| Goal-driven, multi-fidelity approaches for military vehicle system-level design|
|Applied Vehicle Technology|
design optimization, multidisciplinary analysis, Multifidelity analysis, multiphysics
Design-centric working groups (e.g., AVT-237 and AVT-252) have consistently shown that there is design benefit to coupling more engineering disciplines at higher levels of fidelity earlier in the development process. But, there is no mathematical framework to determine which disciplines, which level of coupling, and which level of fidelity is required to capture the physics most critical to a particular system’s design, or how to make the best possible design decision with constrained computing resources. Currently, these decisions are based solely on engineering experience. This approach works reasonably well for systems that are similar to previous designs, but can fail for unique and innovative vehicles and technologies.
The primary purpose of this task group is to identify and extend the current State of the Art associated with design frameworks for adaptive selection of sources of information of different fidelity, based on data and physics, for system-level vehicle design. A variety of test problems will be developed by which adaptive selection and the mixing of data produced by different information sources can be evaluated.
(1) Mathematically rigorous frameworks for synergistically fusing information sources of different fidelity, e.g., (a) efficient algorithms for utilizing high-fidelity methods to construct sufficiently accurate low-fidelity models; (b) efficient algorithms for low-fidelity models to determine when high-fidelity is needed; (c) surrogate models containing low- and high-fidelity data.

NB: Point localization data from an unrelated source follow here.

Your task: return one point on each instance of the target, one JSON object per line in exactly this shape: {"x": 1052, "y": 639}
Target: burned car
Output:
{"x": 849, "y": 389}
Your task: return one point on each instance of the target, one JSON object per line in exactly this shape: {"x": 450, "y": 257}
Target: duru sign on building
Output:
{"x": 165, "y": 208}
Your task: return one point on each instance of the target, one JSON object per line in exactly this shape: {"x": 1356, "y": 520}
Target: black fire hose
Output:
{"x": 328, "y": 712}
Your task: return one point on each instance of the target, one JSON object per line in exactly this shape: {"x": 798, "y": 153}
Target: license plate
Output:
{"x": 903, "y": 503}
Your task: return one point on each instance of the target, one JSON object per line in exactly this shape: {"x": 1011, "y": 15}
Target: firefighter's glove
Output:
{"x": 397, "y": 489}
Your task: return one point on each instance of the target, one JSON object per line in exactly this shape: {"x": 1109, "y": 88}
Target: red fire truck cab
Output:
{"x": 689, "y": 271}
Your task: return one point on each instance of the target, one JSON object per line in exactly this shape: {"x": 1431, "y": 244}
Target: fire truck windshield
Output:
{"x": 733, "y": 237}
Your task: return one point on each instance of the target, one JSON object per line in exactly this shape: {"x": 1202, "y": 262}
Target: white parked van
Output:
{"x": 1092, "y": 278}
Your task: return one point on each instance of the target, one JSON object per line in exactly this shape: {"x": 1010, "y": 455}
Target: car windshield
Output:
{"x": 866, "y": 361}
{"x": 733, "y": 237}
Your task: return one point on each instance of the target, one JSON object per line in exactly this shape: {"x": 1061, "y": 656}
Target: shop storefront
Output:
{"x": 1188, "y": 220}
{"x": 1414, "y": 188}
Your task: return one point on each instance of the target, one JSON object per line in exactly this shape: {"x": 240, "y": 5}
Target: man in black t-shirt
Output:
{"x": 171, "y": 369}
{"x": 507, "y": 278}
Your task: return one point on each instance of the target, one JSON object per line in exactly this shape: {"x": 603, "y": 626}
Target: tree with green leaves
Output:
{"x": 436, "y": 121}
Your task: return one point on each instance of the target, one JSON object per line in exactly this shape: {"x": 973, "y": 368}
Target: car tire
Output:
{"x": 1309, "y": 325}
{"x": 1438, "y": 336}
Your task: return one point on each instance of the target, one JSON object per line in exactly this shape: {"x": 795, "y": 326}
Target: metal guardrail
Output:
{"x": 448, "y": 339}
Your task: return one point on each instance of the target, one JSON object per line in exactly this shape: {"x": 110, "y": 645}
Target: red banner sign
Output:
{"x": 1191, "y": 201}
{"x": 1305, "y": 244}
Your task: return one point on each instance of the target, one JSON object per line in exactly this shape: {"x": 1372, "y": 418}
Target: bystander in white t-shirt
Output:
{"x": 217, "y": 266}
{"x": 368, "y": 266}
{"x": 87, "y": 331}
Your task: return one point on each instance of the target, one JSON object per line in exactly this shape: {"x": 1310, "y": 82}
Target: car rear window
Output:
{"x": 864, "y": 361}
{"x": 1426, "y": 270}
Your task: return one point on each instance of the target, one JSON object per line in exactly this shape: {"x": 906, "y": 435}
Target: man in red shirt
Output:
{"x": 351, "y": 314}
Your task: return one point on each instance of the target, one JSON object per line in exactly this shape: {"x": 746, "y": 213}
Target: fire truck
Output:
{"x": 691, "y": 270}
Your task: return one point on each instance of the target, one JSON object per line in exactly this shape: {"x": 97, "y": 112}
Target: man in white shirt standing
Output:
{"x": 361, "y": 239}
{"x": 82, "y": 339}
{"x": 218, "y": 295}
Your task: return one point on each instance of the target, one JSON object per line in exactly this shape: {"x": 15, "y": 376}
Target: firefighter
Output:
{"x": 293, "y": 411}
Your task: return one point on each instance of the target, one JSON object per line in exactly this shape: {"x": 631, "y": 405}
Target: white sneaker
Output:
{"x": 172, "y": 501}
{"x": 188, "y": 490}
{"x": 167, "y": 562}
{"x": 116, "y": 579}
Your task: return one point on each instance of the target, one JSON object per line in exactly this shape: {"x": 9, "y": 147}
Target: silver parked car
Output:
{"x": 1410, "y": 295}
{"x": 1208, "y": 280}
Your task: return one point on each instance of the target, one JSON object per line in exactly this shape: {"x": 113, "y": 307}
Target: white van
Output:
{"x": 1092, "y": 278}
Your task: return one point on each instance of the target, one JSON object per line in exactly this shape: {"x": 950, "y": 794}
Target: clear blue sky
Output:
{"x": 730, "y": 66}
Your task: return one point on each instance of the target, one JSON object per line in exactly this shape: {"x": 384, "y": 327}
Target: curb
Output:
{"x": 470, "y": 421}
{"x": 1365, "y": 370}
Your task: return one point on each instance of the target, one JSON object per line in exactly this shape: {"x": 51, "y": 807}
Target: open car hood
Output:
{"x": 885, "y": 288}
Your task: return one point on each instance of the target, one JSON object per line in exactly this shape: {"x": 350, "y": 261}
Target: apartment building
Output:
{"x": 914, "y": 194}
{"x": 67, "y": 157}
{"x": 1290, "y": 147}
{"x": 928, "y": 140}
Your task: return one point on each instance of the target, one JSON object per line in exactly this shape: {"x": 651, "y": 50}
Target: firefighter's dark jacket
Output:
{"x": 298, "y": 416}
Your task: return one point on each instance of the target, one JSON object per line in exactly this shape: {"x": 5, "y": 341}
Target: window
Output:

(2) Addressing system-level considerations, e.g. determining: (a) how physical interactions affect fidelity decisions; (b) what coupling is needed; (c) how fidelity needs adapt at different steps of the design process; (d) compatibility of multi-physics models of different fidelities.
(3) Basing fidelity decisions on system-level objectives and constrained by process resources.
(4) Mixing of test and computational data as information sources.
(5) Benchmark steady and transient test problems by which different relevant methods and frameworks can be compared and assessed.